Though the Taliban and American negotiators had finalized a peace deal “in principle” in September, the insurgent group continued attacks across the country. This schism — between diplomatic assurances and what was happening on the ground — raised serious questions among American officials, who soon believed that Taliban leadership was either divided over the deal or could not control their lower-ranking fighters and commanders.
While some have said those divisions are overplayed, and that not just the Taliban but both sides of the war were intensifying the violence, there remains an underlying uncertainty about the Haqqani network’s support of the negotiations.
Some officials who have argued in favor of trading Anas Haqqani hope the move would be seen as a dramatic enough demonstration that the Haqqani wing would fully consent to scaling back their attacks across Afghanistan.
The two professors were abducted in August 2016 by gunmen while they were traveling in their car. Shortly after they were kidnapped, Navy SEAL team members tried to rescue them from a remote compound in eastern Afghanistan. But the commandos missed the hostages by hours, officials said. In April, the military made another rescue attempt along Afghanistan’s eastern border with Pakistan but narrowly missed them again, officials said.
In a 2017 statement, the Taliban said Mr. King had heart and kidney problems. In a video, one of two that the militants released, Mr. Weeks pleaded with President Trump to save him: “If we stay here for much longer, we will be killed. I don’t want to die here.”
Mr. King’s illness was worsening, and he sometimes lost consciousness, according to the Taliban. “We have tried to treat from him time to time, but we do not have medical facilities as we are in a war situation,” the statement said.
Mr. Trump has made freeing American hostages a priority. The administration has managed to free about 10 hostages held in captivity overseas, using diplomatic leverage or relying on countries such as France and the United Arab Emirates to carry out high-risk military raids in Africa and Yemen. Robert C. O’Brien, Mr. Trump’s national security adviser, continues to ensure these cases receive a high level of attention. Mr. O’Brien was previously the State Department’s special presidential envoy for hostage affairs.

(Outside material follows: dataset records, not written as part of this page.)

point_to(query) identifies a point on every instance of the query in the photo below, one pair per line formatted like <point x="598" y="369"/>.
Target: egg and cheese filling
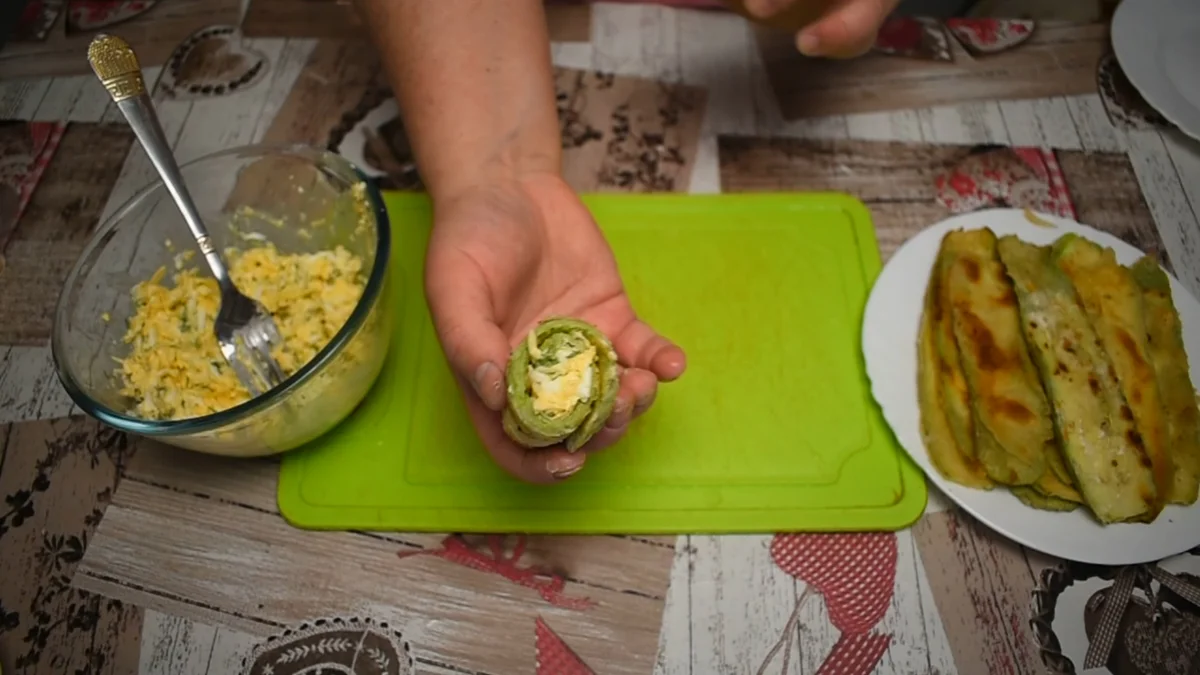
<point x="175" y="370"/>
<point x="562" y="372"/>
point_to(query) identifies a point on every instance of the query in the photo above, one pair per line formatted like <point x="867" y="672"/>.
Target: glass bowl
<point x="301" y="199"/>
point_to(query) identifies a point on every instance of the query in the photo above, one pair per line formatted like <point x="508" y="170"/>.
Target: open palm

But other high-profile hostages remain intractable problems for this administration, as they were in previous ones. The White House has been unable to win the freedom of Robert Levinson, the former F.B.I. agent and C.I.A. analyst who was abducted in Iran in 2007, or Austin Tice, an American journalist who disappeared in Syria in 2012.

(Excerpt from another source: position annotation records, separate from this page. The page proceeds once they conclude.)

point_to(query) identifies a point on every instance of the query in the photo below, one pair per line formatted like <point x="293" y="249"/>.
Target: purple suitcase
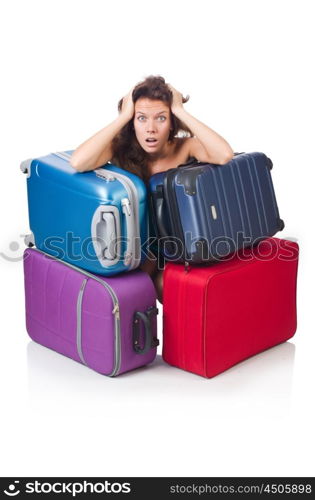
<point x="109" y="324"/>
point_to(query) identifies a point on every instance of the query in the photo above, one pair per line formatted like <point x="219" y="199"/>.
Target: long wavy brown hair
<point x="127" y="152"/>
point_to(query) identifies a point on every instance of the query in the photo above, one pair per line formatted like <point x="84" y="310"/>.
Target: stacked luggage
<point x="85" y="297"/>
<point x="229" y="285"/>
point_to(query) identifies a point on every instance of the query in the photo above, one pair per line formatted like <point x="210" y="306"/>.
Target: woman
<point x="152" y="133"/>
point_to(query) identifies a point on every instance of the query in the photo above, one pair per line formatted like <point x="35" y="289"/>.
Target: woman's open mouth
<point x="151" y="142"/>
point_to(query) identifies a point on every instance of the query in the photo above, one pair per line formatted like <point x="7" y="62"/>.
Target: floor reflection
<point x="258" y="387"/>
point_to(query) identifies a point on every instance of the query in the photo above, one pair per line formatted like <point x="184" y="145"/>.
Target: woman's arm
<point x="97" y="150"/>
<point x="207" y="145"/>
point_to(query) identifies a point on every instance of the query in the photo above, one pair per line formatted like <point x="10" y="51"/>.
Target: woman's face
<point x="152" y="123"/>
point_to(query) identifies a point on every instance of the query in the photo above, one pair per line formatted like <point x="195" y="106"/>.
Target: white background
<point x="248" y="67"/>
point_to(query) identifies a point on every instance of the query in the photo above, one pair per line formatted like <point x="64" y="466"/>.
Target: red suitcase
<point x="215" y="316"/>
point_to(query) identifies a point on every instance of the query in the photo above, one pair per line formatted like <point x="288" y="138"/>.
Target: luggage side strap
<point x="150" y="342"/>
<point x="79" y="322"/>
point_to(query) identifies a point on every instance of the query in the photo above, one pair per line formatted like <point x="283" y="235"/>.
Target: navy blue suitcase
<point x="203" y="212"/>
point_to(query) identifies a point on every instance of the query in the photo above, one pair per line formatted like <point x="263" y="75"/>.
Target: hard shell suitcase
<point x="217" y="315"/>
<point x="109" y="324"/>
<point x="208" y="211"/>
<point x="95" y="220"/>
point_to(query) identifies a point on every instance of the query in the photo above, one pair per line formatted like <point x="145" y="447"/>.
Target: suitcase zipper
<point x="115" y="311"/>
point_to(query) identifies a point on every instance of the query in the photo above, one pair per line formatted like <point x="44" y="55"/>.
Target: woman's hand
<point x="178" y="99"/>
<point x="128" y="106"/>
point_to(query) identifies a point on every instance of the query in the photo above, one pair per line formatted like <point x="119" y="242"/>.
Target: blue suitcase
<point x="95" y="220"/>
<point x="203" y="212"/>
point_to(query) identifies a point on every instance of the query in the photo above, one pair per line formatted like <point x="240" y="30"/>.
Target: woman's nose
<point x="151" y="126"/>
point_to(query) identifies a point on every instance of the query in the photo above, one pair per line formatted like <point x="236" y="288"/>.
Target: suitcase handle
<point x="194" y="161"/>
<point x="150" y="342"/>
<point x="159" y="212"/>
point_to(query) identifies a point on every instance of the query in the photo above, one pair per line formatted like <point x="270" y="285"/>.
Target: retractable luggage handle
<point x="194" y="161"/>
<point x="150" y="341"/>
<point x="159" y="212"/>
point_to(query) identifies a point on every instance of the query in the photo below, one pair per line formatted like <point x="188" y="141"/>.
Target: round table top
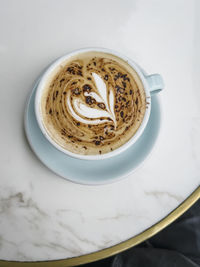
<point x="44" y="217"/>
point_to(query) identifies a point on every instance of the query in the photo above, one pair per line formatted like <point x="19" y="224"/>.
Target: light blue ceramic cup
<point x="152" y="84"/>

Another American held hostage, Caitlan Coleman, and her family were rescued by the Pakistani military in October 2017. She and her Canadian husband, Joshua Boyle, had been held for five years. The two were abducted by the Haqqani network while backpacking in Afghanistan. Ms. Coleman had three children while in captivity, but a fourth apparently died.
Another American, Paul E. Overby Jr., who disappeared in Afghanistan, is believed to be dead. Mr. Overby, who was 76 at the time and from Massachusetts, disappeared in Khost Province in May 2014 while trying to interview the leader of the Haqqani network. Mr. Overby had traveled repeatedly to Afghanistan and had written a book, “Holy Blood,” about the Soviet occupation of Afghanistan.

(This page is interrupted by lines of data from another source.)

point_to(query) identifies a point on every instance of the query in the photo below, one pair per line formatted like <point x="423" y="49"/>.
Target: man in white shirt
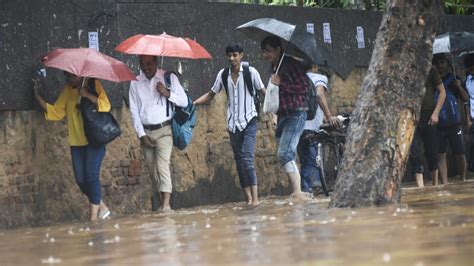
<point x="242" y="116"/>
<point x="307" y="151"/>
<point x="151" y="117"/>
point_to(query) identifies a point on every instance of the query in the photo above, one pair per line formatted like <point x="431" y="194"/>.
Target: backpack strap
<point x="224" y="76"/>
<point x="248" y="79"/>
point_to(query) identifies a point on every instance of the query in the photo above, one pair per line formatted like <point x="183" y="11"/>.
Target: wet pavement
<point x="432" y="226"/>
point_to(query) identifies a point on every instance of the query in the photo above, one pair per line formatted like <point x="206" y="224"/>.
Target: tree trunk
<point x="388" y="106"/>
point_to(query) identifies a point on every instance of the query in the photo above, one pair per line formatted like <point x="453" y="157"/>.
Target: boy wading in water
<point x="241" y="84"/>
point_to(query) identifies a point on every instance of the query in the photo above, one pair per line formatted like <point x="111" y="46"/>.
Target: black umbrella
<point x="296" y="40"/>
<point x="454" y="42"/>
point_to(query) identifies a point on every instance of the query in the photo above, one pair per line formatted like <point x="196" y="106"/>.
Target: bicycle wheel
<point x="330" y="162"/>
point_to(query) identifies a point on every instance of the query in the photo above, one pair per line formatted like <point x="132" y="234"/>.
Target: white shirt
<point x="148" y="106"/>
<point x="470" y="90"/>
<point x="318" y="80"/>
<point x="240" y="105"/>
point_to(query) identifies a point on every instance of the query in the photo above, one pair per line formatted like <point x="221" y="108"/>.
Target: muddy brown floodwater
<point x="432" y="226"/>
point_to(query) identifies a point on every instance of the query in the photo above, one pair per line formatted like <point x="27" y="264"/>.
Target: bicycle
<point x="330" y="144"/>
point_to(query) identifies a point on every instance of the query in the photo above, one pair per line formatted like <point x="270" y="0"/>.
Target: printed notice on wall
<point x="360" y="37"/>
<point x="94" y="40"/>
<point x="327" y="32"/>
<point x="310" y="27"/>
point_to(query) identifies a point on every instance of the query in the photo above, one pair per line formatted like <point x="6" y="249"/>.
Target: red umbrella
<point x="163" y="45"/>
<point x="87" y="62"/>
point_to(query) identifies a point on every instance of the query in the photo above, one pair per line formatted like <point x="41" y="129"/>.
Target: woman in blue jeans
<point x="86" y="158"/>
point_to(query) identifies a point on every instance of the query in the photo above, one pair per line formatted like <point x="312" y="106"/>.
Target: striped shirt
<point x="240" y="105"/>
<point x="293" y="86"/>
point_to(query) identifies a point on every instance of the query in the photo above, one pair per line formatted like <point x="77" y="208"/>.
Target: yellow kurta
<point x="66" y="105"/>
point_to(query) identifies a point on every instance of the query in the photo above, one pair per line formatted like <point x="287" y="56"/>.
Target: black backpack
<point x="311" y="100"/>
<point x="99" y="127"/>
<point x="184" y="118"/>
<point x="248" y="83"/>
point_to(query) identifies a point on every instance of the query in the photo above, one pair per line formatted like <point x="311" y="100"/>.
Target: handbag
<point x="99" y="127"/>
<point x="272" y="96"/>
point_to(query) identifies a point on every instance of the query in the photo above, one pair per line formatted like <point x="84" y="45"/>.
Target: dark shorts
<point x="454" y="135"/>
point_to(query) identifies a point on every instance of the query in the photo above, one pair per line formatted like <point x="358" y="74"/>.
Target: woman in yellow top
<point x="86" y="158"/>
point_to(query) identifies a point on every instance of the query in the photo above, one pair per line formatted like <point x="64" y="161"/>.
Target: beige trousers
<point x="157" y="159"/>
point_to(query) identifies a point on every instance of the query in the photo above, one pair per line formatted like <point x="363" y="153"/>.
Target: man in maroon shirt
<point x="293" y="88"/>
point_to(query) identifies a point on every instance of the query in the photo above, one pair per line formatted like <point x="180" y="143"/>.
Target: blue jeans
<point x="243" y="146"/>
<point x="310" y="173"/>
<point x="86" y="162"/>
<point x="288" y="134"/>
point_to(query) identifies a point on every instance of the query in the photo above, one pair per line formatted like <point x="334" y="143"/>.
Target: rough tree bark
<point x="388" y="106"/>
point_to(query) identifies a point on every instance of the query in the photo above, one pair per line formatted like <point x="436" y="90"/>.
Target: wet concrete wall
<point x="36" y="181"/>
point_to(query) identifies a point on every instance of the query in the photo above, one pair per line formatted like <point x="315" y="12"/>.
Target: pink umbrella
<point x="163" y="45"/>
<point x="87" y="62"/>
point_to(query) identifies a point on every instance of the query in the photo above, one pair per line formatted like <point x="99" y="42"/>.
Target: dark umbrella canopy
<point x="296" y="40"/>
<point x="454" y="42"/>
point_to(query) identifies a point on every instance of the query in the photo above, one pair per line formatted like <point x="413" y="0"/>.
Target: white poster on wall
<point x="310" y="27"/>
<point x="360" y="37"/>
<point x="327" y="32"/>
<point x="94" y="40"/>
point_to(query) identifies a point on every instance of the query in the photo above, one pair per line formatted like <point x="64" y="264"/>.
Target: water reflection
<point x="431" y="226"/>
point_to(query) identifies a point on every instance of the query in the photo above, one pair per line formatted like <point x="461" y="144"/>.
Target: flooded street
<point x="432" y="226"/>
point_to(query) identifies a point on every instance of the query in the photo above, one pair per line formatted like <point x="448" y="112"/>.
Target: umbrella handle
<point x="279" y="64"/>
<point x="79" y="99"/>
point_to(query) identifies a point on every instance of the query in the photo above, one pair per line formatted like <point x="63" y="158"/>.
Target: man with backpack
<point x="242" y="84"/>
<point x="151" y="117"/>
<point x="450" y="119"/>
<point x="307" y="150"/>
<point x="426" y="132"/>
<point x="292" y="109"/>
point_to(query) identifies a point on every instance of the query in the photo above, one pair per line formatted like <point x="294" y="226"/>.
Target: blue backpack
<point x="450" y="114"/>
<point x="183" y="121"/>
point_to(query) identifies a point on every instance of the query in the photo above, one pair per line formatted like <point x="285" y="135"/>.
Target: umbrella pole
<point x="454" y="66"/>
<point x="79" y="99"/>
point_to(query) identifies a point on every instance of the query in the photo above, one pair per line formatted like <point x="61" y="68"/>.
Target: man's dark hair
<point x="469" y="60"/>
<point x="232" y="48"/>
<point x="273" y="41"/>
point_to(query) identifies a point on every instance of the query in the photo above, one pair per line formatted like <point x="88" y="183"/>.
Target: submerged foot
<point x="166" y="209"/>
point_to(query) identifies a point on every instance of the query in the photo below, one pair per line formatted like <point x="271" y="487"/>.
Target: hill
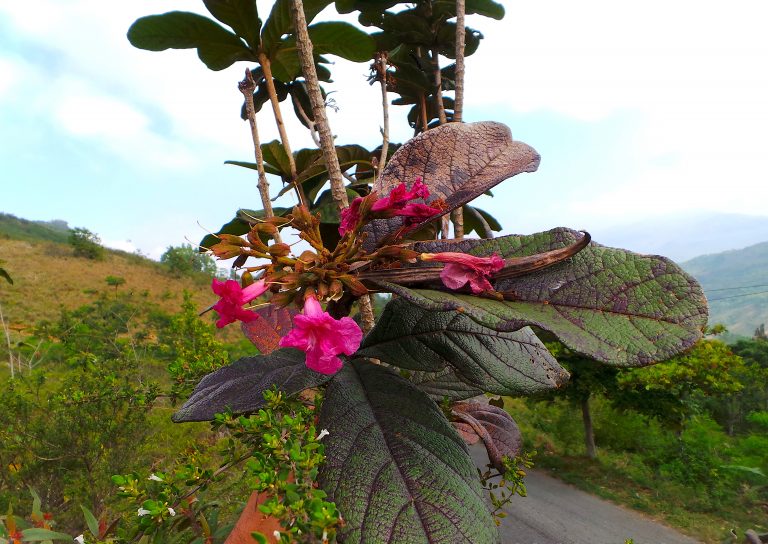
<point x="33" y="231"/>
<point x="686" y="236"/>
<point x="736" y="285"/>
<point x="47" y="276"/>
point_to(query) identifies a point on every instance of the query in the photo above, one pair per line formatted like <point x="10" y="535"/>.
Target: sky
<point x="641" y="112"/>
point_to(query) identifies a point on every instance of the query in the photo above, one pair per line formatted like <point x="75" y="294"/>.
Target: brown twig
<point x="247" y="87"/>
<point x="306" y="58"/>
<point x="267" y="68"/>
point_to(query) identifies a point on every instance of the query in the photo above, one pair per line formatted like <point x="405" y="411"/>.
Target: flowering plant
<point x="461" y="323"/>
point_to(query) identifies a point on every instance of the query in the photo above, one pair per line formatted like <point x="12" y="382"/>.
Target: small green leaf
<point x="240" y="386"/>
<point x="91" y="521"/>
<point x="40" y="535"/>
<point x="217" y="47"/>
<point x="504" y="363"/>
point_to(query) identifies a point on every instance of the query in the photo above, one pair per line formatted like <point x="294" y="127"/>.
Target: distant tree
<point x="86" y="244"/>
<point x="588" y="378"/>
<point x="185" y="260"/>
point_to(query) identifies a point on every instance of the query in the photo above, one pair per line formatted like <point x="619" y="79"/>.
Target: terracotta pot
<point x="251" y="519"/>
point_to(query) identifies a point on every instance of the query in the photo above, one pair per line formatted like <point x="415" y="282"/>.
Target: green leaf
<point x="504" y="363"/>
<point x="610" y="304"/>
<point x="91" y="521"/>
<point x="240" y="386"/>
<point x="241" y="15"/>
<point x="240" y="225"/>
<point x="280" y="22"/>
<point x="217" y="47"/>
<point x="38" y="535"/>
<point x="394" y="465"/>
<point x="343" y="40"/>
<point x="443" y="384"/>
<point x="457" y="161"/>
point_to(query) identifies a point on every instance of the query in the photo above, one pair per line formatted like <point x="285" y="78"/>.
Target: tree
<point x="86" y="244"/>
<point x="185" y="260"/>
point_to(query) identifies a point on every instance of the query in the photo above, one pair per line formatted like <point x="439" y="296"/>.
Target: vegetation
<point x="729" y="279"/>
<point x="185" y="260"/>
<point x="86" y="244"/>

Last year, the F.B.I. offered a $1 million reward for information about Mr. King and Mr. Overby.
Officials are also hoping as part of the peace talks that the Taliban might be able to provide information about Cydney Mizell, an aid worker. She was abducted in Kandahar in 2008 as she drove to work, and was later killed. Her body was never recovered.
Mr. King was born in Norristown, Pa., and grew up in suburban Philadelphia, a family member said. He attended the University of Miami, where he wrote for the school newspaper and studied communications. He later taught in Cambodia, Libya and Iraq. He first worked at the American University in Kabul in 2008, spending two years teaching English and returned to the country in 2014.